Antoine Flahault : Vos questions apportent déjà les premiers éléments de réponse. En 2006, les Britanniques ont démarré ce projet littéralement pharaonique, d’une cohorte d’un demi-million de personnes volontaires pour être suivies, pour communiquer leurs données de santé avec toutes les garanties de confidentialité et de respect de la vie privée. Outre le génome complet de tout cet échantillon de population, le plus important au monde à ce jour, des informations détaillées sur l’état de santé des participants, leur poids, taille, circonférence abdominale, leur tension artérielle, rythme cardiaque, vision, audition, état physique, respiratoire, cardiovasculaire, leur santé mentale aussi. Ils donnent régulièrement des échantillons de sang, salive, urine. Ils participent à des enquêtes très détaillées sur leurs styles de vie, habitudes alimentaires, activités physiques, consommations de tabac et d’alcool, exposition au soleil, usage des écrans et toutes sortes d’informations utiles aux chercheurs en santé. Cent mille participants ont été appelés à s’équiper d’une application sur smartphone comptant leurs pas et enregistrant d’autres informations cardio-respiratoires, complétant ainsi les questionnaires déclaratifs. Un autre groupe, à nouveau de 100’000 participants a accepté de se prêter à une batterie d’examens d’imagerie médicale par IRM du cœur et du cerveau mais aussi de la densité osseuse et de l’œil. Bref les Britanniques, une fois de plus dans le domaine de la santé publique, ont montré la voie à suivre au reste du monde pour permettre de mieux informer les politiques de santé, de guider la recherche, et de répondre aux défis qui nous attendent en matière de prévention et de vieillissement par exemple. En mettant à la disposition des chercheurs ces données uniques, le Royaume-Uni permettra à coup sûr à la communauté scientifique de réaliser des progrès substantiels en termes de recherche médicale et de santé et à l’industrie pharmaceutique de développer des traitements prometteurs.
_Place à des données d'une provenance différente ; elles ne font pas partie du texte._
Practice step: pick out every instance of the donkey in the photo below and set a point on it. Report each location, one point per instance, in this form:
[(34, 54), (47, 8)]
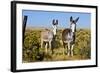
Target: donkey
[(47, 36), (68, 36)]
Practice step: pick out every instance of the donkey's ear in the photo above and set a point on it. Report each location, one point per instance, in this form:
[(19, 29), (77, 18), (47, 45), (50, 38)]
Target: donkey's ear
[(77, 19), (71, 18), (57, 22), (53, 21)]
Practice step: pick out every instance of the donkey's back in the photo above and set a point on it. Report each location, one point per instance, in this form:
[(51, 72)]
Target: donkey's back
[(46, 35)]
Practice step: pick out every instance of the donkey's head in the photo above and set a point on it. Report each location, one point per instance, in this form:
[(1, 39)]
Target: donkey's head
[(73, 24), (54, 25)]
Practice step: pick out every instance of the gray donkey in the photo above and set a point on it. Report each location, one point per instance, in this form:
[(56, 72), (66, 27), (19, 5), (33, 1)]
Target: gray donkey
[(47, 35), (68, 36)]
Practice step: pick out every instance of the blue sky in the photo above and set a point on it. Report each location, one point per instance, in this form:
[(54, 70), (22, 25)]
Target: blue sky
[(44, 18)]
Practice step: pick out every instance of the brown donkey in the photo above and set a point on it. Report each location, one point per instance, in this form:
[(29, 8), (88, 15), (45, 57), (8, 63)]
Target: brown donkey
[(68, 36), (48, 36)]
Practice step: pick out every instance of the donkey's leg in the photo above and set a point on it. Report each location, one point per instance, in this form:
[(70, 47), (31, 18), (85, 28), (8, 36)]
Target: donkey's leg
[(64, 48), (41, 43), (72, 50), (46, 46), (68, 49)]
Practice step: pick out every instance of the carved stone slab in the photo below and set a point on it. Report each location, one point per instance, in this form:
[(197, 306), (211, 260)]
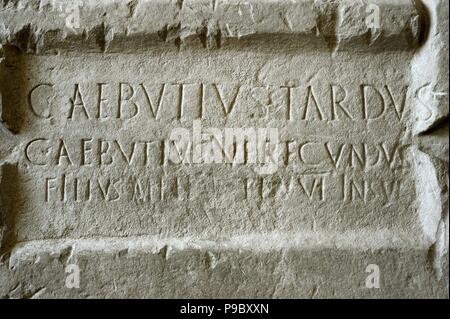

Ces données médicales et cette décision vont-elles permettre de faire progresser la recherche génétique ? Comment ces données pourraient-elles permettre de faire progresser la recherche en santé, notamment pour lutter contre le diabète, le cancer, la démence et d’autres maladies ? De nouveaux médicaments et traitements pourraient-ils être découverts et conçus grâce à cette base de données ?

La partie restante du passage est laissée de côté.